Notesy and Launch Center Pro
Notesy, my favorite iOS plain text note app, updated to version 2.2 today. With it includes support for iPhone 5, improves some Markdown handling, and most notably, adds a URL scheme for controlling the app with Launch Center Pro. Notesy has implemented this scheme in a very intelligent way allowing more than just popping open the app. You can open, create, and append to notes all from Launch Center Pro. Here’s what the basic scheme looks like:
notesy://x-callback-url/[action]?[x-callback parameters]&[action parameters]
Your main options for action
are open
and
append
. There are a few other things like
restore
and render-markdown
(which is cool)
but I won’t cover them.
This is my main action:
notesy://x-callback-url/append?name=[prompt]&text=[prompt]

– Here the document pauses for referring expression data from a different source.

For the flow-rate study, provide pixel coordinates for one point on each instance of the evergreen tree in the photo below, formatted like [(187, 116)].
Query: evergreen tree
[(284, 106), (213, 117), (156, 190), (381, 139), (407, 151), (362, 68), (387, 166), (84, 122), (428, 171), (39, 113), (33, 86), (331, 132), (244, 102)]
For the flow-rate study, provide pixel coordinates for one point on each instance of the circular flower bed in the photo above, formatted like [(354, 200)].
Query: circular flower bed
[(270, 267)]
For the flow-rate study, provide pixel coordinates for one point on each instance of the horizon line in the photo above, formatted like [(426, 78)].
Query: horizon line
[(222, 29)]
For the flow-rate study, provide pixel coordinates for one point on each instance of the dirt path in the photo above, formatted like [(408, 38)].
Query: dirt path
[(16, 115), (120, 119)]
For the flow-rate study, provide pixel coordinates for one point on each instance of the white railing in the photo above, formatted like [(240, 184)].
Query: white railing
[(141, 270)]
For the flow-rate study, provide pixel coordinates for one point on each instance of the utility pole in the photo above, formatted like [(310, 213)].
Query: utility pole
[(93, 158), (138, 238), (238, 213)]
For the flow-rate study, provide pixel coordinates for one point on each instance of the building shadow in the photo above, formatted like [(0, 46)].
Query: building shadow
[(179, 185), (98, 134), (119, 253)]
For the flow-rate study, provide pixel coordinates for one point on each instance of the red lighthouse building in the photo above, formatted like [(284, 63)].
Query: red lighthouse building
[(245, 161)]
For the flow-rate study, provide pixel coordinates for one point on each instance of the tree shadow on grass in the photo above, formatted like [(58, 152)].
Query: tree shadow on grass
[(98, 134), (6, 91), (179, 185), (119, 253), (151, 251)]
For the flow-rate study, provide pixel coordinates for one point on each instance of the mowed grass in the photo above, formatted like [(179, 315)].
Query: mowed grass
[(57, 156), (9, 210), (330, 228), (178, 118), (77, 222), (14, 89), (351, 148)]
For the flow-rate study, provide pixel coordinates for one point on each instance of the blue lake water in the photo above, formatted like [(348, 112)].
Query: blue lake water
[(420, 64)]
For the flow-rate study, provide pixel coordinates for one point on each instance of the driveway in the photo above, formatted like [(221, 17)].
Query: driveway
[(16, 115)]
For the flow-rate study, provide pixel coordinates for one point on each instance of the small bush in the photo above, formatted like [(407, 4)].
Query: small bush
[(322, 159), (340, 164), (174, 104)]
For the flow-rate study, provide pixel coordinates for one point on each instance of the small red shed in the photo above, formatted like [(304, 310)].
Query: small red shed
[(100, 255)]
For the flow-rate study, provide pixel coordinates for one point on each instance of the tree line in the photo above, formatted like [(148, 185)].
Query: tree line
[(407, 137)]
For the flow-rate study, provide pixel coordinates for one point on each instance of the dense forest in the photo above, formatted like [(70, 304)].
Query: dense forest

That will pop up two prompts. The first is the name of the new file
and the second is the body of the note. Notice that the action is
append
even though you are making a new note. If the
name
that you enter matches an existing file it will append
the entered text on a new line at the end of the file. If the name is
unique, it will create a new file.
To append text to a currently existing file, the URL would look like this:
notesy://x-callback-url/append?name=Things%20to%20Wiki%20%E2%80%94%20runx%20learnx&text=*+[prompt]
That will open my note titled “Things to Wiki — runx learnx” and append to the end of the file the text I entered with an asterisk and a space before it to format it as a Markdown bullet list item. If you’ve got some weird characters in your titles, you may want to use this URL encoding tool to easily get the encoded file name you need for Launch Center to find your note. One of my favorite things about the implementation of this URL scheme is that once the note gets passed to Notesy, it is automatically saved. I don’t have to tap Done to save the note.
In a recent update to Launch Center, support for TextExpander
was added so you can use snippets to easily created tagged and time
stamped notes. I’d love to see Launch Center support expanding snippets
within the URL scheme so I could create or append text to a consistently
named but date-stamped Scratchpad. I could put something like
Scratchpad_$date
in as the name
within the URL
and whenever I tap a button it would expand to open the file named
Scratchpad_12-10-12
.
All of these little features add up to make iOS increasingly efficient for power users to be productive away from their Macs.